Hegseth juga menyampaikan nada yang terukur mengenai hubungan AS-Tiongkok, dengan mengatakan bahwa hubungan tersebut “lebih baik daripada yang pernah terjadi dalam beberapa tahun terakhir,” dengan keterlibatan militer-ke-militer yang lebih sering membantu mengelola ketegangan.
“Kami bertemu lebih sering dengan rekan-rekan kami dari Tiongkok dengan menjaga jalur komunikasi militer-ke-militer tetap terbuka.”
Zhou Bo, seorang peneliti senior di Universitas Tsinghua dan pensiunan kolonel senior Tentara Pembebasan Rakyat yang merupakan bagian dari delegasi Tiongkok, menggambarkan hubungan AS-Tiongkok sebagai “rumit.”
Meskipun demikian, ia mengatakan Hegseth menyampaikan “nada yang jauh lebih baik” tahun ini dibandingkan tahun lalu, dan menghubungkan perubahan tersebut dengan kunjungan Trump ke China.
“Kedua belah pihak memiliki saluran komunikasi yang terbuka, situasinya tidak seburuk yang digambarkan oleh dunia luar,” kata Zhou.
China, yang menteri pertahanannya absen dari dialog untuk tahun kedua berturut-turut, menuduh Hegseth tahun lalu membuat pernyataan yang “menghina”.
Tidak Ada Hanya Numpang Makan
Hegseth menggemakan tuntutan lama Presiden Donald Trump agar sekutu menanggung lebih banyak biaya pertahanan mereka sendiri. Trump secara tegas mengatakan bahwa mitra Eropa dan NATO harus mengurangi ketergantungan pada Washington.

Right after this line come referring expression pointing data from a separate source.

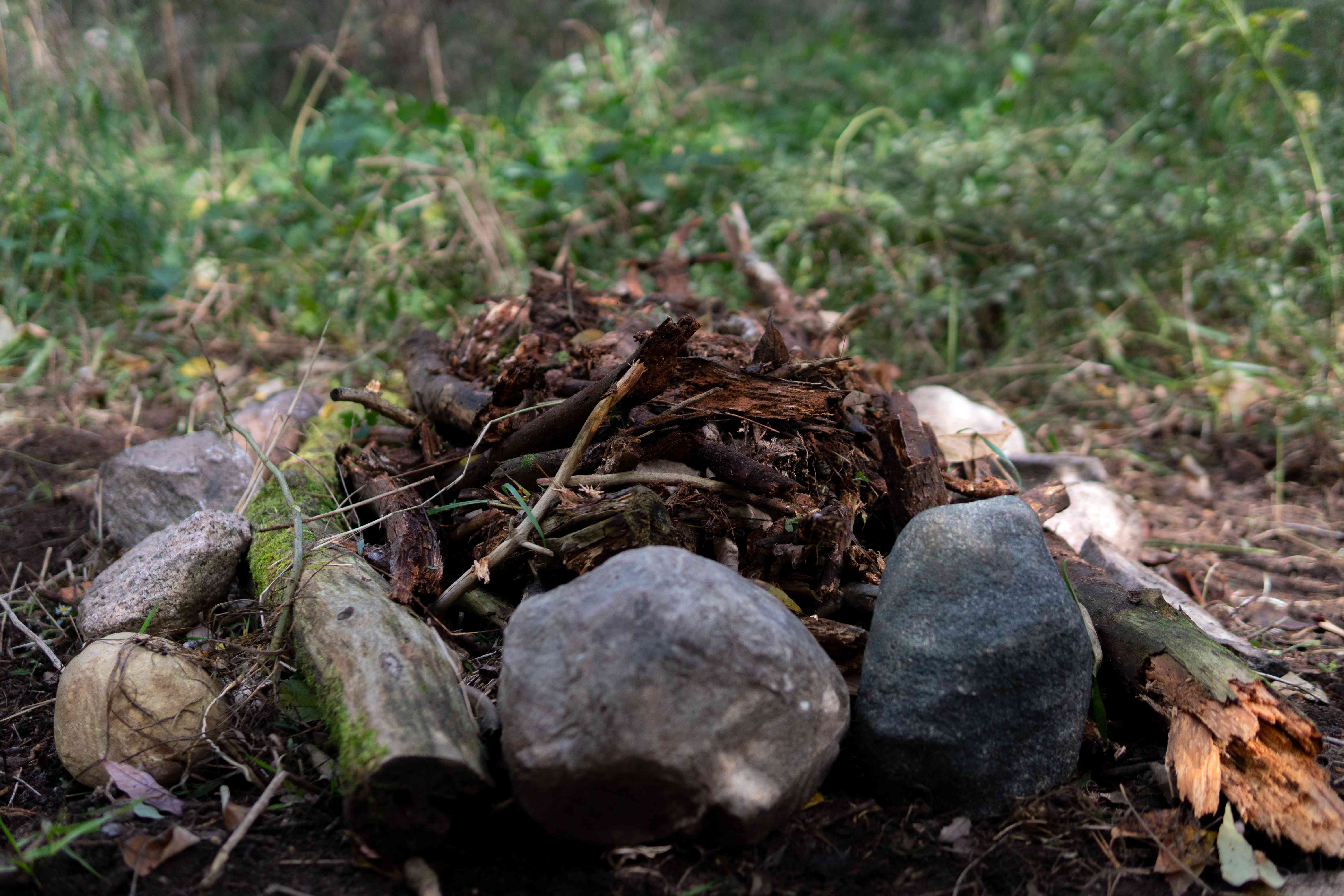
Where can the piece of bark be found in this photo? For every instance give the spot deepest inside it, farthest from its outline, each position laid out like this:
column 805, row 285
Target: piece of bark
column 558, row 425
column 732, row 465
column 386, row 686
column 1267, row 752
column 909, row 463
column 416, row 557
column 991, row 487
column 444, row 398
column 1048, row 499
column 764, row 398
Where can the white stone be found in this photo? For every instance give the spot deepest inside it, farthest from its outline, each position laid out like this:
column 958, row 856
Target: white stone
column 950, row 412
column 1099, row 510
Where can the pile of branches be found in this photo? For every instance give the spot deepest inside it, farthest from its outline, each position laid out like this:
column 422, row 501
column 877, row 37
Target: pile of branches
column 564, row 426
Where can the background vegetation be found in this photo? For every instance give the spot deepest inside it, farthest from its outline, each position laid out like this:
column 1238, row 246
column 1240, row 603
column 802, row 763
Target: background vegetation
column 1009, row 183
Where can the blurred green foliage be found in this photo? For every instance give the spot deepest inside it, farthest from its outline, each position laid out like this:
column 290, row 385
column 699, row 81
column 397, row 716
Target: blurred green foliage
column 1041, row 181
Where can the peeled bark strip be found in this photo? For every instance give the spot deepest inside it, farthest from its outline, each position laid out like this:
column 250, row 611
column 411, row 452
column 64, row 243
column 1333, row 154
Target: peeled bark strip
column 415, row 553
column 388, row 688
column 1229, row 731
column 443, row 397
column 909, row 463
column 764, row 398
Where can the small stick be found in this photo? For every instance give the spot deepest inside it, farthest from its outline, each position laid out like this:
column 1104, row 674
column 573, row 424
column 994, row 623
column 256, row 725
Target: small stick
column 342, row 510
column 651, row 477
column 217, row 868
column 135, row 418
column 14, row 617
column 377, row 404
column 597, row 417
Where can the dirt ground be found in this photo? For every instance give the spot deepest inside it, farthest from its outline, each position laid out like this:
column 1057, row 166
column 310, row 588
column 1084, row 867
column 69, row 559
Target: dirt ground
column 1060, row 843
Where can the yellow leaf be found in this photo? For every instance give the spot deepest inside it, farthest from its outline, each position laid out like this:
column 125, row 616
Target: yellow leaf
column 196, row 369
column 780, row 596
column 1308, row 109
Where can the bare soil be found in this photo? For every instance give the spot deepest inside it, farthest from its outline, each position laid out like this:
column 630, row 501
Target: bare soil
column 1060, row 843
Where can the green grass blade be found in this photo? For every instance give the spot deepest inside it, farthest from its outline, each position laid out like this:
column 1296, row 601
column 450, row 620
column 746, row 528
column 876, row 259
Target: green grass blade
column 509, row 487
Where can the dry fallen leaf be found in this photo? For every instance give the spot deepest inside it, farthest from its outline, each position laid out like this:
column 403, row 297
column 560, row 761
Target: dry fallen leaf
column 140, row 785
column 483, row 570
column 143, row 855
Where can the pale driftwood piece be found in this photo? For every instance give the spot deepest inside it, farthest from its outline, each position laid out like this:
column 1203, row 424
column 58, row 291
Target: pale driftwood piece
column 443, row 397
column 1134, row 577
column 386, row 686
column 1230, row 734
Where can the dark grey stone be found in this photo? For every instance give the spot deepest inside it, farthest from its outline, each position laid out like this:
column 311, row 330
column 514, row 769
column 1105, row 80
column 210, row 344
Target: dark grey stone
column 1038, row 469
column 183, row 571
column 666, row 695
column 978, row 675
column 151, row 487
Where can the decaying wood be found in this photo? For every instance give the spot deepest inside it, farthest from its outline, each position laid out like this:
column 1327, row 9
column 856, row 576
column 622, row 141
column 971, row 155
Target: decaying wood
column 416, row 557
column 596, row 418
column 1134, row 577
column 843, row 643
column 763, row 279
column 765, row 398
column 560, row 424
column 733, row 467
column 636, row 477
column 487, row 608
column 443, row 397
column 386, row 687
column 1048, row 499
column 991, row 487
column 642, row 520
column 1229, row 733
column 909, row 463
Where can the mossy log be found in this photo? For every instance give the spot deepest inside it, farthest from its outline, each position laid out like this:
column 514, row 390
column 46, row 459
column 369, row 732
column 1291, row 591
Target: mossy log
column 388, row 688
column 1229, row 733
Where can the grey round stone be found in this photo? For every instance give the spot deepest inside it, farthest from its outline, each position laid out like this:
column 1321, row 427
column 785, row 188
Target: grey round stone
column 151, row 487
column 665, row 695
column 183, row 571
column 978, row 674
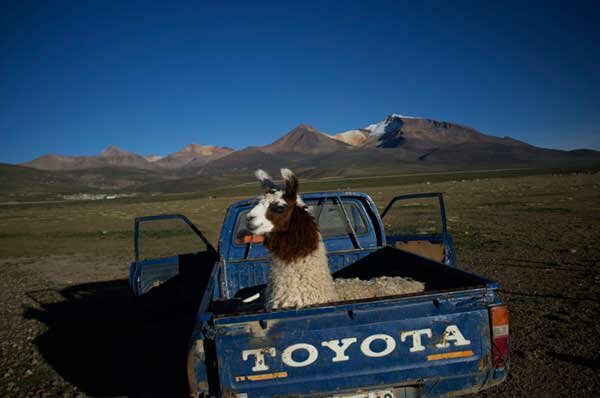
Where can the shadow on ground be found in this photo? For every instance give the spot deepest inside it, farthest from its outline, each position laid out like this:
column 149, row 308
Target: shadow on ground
column 101, row 341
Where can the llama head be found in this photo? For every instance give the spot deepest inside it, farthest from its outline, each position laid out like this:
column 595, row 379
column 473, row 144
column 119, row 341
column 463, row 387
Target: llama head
column 274, row 209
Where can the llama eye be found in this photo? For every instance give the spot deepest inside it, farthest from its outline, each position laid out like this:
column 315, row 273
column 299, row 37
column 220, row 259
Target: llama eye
column 277, row 209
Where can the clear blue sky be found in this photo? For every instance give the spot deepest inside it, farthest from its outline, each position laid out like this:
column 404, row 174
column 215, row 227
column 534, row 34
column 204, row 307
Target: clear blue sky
column 78, row 76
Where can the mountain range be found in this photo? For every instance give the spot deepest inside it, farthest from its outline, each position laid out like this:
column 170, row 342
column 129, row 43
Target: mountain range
column 397, row 143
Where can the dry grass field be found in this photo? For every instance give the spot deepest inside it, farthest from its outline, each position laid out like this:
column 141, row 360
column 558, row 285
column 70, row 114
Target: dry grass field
column 67, row 322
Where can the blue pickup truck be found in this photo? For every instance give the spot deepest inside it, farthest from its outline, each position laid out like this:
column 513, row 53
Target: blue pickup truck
column 451, row 339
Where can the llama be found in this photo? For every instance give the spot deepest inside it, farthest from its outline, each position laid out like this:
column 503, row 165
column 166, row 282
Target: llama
column 299, row 275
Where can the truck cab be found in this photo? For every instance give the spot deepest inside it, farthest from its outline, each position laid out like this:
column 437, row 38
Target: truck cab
column 451, row 339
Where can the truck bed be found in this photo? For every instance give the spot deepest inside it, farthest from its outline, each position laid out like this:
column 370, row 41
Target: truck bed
column 386, row 261
column 383, row 354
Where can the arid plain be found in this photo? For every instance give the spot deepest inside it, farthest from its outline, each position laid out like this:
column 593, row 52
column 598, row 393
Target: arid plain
column 68, row 327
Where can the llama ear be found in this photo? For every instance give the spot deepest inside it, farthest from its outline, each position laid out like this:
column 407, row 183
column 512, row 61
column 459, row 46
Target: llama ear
column 265, row 180
column 291, row 184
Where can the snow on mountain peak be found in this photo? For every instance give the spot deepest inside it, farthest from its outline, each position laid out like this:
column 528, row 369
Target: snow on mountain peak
column 390, row 123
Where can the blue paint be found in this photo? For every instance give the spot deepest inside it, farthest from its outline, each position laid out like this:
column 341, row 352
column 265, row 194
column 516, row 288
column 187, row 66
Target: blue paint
column 216, row 364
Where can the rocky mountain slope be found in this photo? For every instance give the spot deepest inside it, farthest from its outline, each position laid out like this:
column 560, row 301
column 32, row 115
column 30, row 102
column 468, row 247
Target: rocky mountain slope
column 396, row 144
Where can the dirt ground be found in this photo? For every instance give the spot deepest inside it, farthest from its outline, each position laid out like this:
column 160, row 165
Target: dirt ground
column 68, row 326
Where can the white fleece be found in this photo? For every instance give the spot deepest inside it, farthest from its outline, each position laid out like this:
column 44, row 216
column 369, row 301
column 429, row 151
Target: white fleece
column 300, row 283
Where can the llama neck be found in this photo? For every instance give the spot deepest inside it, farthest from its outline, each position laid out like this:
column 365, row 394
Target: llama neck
column 299, row 240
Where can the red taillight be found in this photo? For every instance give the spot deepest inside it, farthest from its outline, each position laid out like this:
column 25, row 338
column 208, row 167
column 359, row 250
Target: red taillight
column 499, row 320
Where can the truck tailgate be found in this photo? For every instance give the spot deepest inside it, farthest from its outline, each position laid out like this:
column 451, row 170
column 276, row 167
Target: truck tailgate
column 427, row 341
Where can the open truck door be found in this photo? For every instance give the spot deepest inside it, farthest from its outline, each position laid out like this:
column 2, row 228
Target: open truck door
column 173, row 259
column 417, row 223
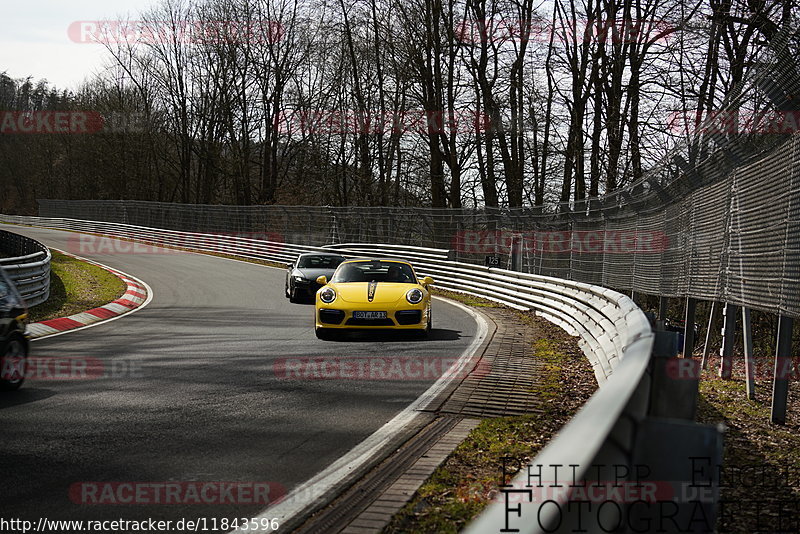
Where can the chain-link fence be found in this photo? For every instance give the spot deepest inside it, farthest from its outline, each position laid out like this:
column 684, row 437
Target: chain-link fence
column 733, row 237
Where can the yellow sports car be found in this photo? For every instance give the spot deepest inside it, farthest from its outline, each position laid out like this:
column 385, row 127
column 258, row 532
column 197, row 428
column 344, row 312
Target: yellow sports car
column 373, row 294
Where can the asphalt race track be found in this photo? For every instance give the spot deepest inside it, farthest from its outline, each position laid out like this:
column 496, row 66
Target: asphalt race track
column 195, row 395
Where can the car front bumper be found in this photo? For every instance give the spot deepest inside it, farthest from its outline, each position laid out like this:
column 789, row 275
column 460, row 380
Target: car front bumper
column 410, row 317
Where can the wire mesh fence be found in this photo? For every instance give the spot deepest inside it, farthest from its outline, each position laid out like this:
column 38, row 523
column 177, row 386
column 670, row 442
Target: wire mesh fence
column 731, row 236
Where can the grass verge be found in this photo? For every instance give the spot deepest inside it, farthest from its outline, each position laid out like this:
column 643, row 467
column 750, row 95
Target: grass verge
column 469, row 300
column 76, row 286
column 468, row 479
column 760, row 488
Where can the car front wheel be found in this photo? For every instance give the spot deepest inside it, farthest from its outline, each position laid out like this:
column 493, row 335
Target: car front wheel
column 13, row 364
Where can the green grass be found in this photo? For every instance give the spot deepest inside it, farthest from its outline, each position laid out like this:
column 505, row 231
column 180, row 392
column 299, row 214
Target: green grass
column 469, row 300
column 764, row 500
column 468, row 479
column 76, row 286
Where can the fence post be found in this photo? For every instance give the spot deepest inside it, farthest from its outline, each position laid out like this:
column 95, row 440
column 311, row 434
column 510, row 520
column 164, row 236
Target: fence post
column 688, row 326
column 728, row 333
column 780, row 386
column 749, row 364
column 663, row 307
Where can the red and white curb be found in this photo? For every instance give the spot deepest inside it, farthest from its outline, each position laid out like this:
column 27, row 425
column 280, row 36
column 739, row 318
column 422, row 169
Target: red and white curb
column 136, row 295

“Era Amerika Serikat mensubsidi pertahanan negara-negara kaya telah berakhir,” kata Hegseth. “Kita membutuhkan mitra, bukan protektorat,” tambahnya. “Kita tidak akan memiliki aliansi yang kuat kecuali semua orang memiliki kepentingan masing-masing. Tidak ada yang hanya numpang makan.”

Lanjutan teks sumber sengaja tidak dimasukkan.